The general principle is that sem gives you a structural map of the codebase to both constrain and validate what the model produces, rather than treating code as flat text and hoping the model figures out the relationships on its own.
Another usecase can be about figuring out dead code present in the codebase.
Edit: Also one last thing because I started working on this while solving the fundamental issue of why merge conflicts were occuring with git, so you might also like the merge drive I open sourced on the same Github org - Weave
The benchmarks aren't great, they're super specific to sem's output: why would I ask Claude how many "entities" were modified by a commit and do I need a tool specifically for this request ? Note that an "entity" is a sem-specific concept...
Thanks for pointing it out. I agree with you here, my testing process was quite specific to sem's output but also would love any suggestion from you of how you would design the whole testing process for this kind of tool?
I can also give my thought process, because I was more interested in figuring out the model's inherent search results and understanding without sem.
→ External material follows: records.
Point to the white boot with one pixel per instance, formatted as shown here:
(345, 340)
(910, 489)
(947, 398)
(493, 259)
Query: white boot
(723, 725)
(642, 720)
I really like this idea and have been experimenting with it over a week or so.
I think there’s an opportunity to use an AST diff system for code forges where you don’t present the user with line diffs in the UI — or at least not as the first diff the user sees.
I firmly believe code review should happen in your editor.
Really glad you've been using it, and yeah that's exactly the direction I've been thinking about. The line diff as the default view in code forges has always felt like an accident of history it definitely was easy to compute, but not what's actually useful for understanding what changed.
Is this for checking what Claude Code just did to your repo?
It can do that, but that's a small slice of what it does. sem parses your codebase into entities (functions, classes, methods) and builds a dependency graph across files.
So instead of line level analysis the whole granularity of seeing changes and tracking thing shifts to entities. It helps in attention mapping of your agent and lets you track the changes faster.
LSPs have been doing it for quite long but using treesitters is faster even tho type awareness is not great with this approach but overall working across multiple languages with a single tool can be quite helpful.